Counting duplicates on bulk INSERT IGNORE / INSERT ... ON DUPLICATE KEY UPDATE

Discussion in 'MySQL' started by meloncreative, Dec 2, 2010.

  1. #1
    So I have a script that imports CSV's for contact lists into a table ( http://forums.digitalpoint.com/showthread.php?t=2012367 ) and to make it as efficient as possible it detects duplicates purely in SQL rather than relying on PHP and bloating the code.

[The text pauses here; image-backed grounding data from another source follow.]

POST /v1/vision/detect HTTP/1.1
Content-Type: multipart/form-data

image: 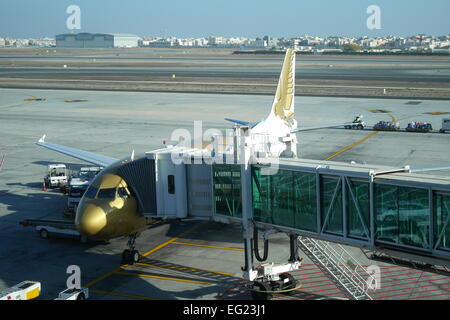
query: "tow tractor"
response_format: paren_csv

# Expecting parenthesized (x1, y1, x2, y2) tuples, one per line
(44, 164, 68, 189)
(20, 219, 89, 243)
(345, 115, 365, 130)
(0, 281, 41, 300)
(66, 166, 103, 215)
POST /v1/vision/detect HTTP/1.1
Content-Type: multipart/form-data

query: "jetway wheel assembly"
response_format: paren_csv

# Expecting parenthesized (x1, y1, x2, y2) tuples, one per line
(248, 272, 301, 300)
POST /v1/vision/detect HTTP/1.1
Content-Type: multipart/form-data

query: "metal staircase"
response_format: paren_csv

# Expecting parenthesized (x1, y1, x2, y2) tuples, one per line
(297, 236, 375, 300)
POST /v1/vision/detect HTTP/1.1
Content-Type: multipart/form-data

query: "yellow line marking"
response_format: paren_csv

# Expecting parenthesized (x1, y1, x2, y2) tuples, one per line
(141, 221, 208, 257)
(387, 112, 397, 122)
(115, 271, 212, 285)
(323, 131, 379, 161)
(90, 289, 160, 300)
(134, 262, 236, 276)
(84, 266, 123, 288)
(83, 221, 207, 288)
(172, 241, 244, 252)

    The script can be set to either overwrite or ignore any duplicates, and I need to be able to count how many duplicates it found. Depending on which option is set for how to handle duplicates, the query looks like the follow. Note: These are bulk inserts where multiple rows are inserted in a single query. This example shows 5 CSV rows in the batch query, but this number is much higher on the live script

    INSERT IGNORE INTO contacts (site_id, c_registered, c_domain, c_subscribed, c_name, c_email) VALUES ('10', NOW(), 'domain.co.uk', '1', 'Chris', 'chris@domain.co.uk'), ('10', NOW(), 'domain.co.uk', '1', 'Cyn', 'cyn@domain.co.uk'), ('10', NOW(), 'domain.co.uk', '1', 'Chloe', 'chloe@domain.co.uk'), ('10', NOW(), 'domain.co.uk', '1', 'Jennie', 'jennie@domain.co.uk'), ('10', NOW(), 'domain.co.uk', '1', 'Steve', 'steve@domain.co.uk');
    Code (markup):
    INSERT INTO contacts (site_id, c_registered, c_domain, c_subscribed, c_name, c_email) VALUES ('10', NOW(), 'domain.co.uk', '1', 'Chris', 'chris@domain.co.uk'), ('10', NOW(), 'domain.co.uk', '1', 'Cyn', 'cyn@domain.co.uk'), ('10', NOW(), 'domain.co.uk', '1', 'Chloe', 'chloe@domain.co.uk'), ('10', NOW(), 'domain.co.uk', '1', 'Jennie', 'jennie@domain.co.uk'), ('10', NOW(), 'domain.co.uk', '1', 'Steve', 'steve@domain.co.uk') ON DUPLICATE KEY UPDATE c_name = VALUES(c_name);
    Code (markup):
    My problem is that I need somehow to be able to detect accurately how many duplicates there were mixed in with rows that weren't. Some people have suggested mysql_errno and mysql_affected_rows but these dont seem to work for the way I have implemented things

    Any ideas?
     
    meloncreative, Dec 2, 2010 IP
  2. koko5

    koko5 Active Member

    Messages:
    394
    Likes Received:
    14
    Best Answers:
    1
    Trophy Points:
    70
    #2
    You can create a temporary table with no unique keys in it, than insert csv (all records) into it. Now you can count duplicates by joining temporary and first table, than you can insert records gathering data from temporary table instead of csv.

    Regards :)
     
    koko5, Dec 2, 2010 IP
  3. sukosari

    sukosari Active Member

    Messages:
    63
    Likes Received:
    1
    Best Answers:
    0
    Trophy Points:
    93
    #3
    just copied to spreedsheet like ms.excel and sorted
     
    sukosari, Dec 3, 2010 IP
  4. Dwaighty

    Dwaighty Peon

    Messages:
    358
    Likes Received:
    10
    Best Answers:
    0
    Trophy Points:
    0
    #4
    Add a field `counter` to the table and use the on duplicate key update clause as follows:

    INSERT INTO contacts (site_id, c_registered, c_domain, c_subscribed, c_name, c_email) VALUES ('10', NOW(), 'domain.co.uk', '1', 'Chris', 'chris@domain.co.uk'), ('10', NOW(), 'domain.co.uk', '1', 'Cyn', 'cyn@domain.co.uk'), ('10', NOW(), 'domain.co.uk', '1', 'Chloe', 'chloe@domain.co.uk'), ('10', NOW(), 'domain.co.uk', '1', 'Jennie', 'jennie@domain.co.uk'), ('10', NOW(), 'domain.co.uk', '1', 'Steve', 'steve@domain.co.uk') ON DUPLICATE KEY UPDATE c_name = VALUES(c_name), `counter` = `counter` + 1;
     
    Dwaighty, Dec 6, 2010 IP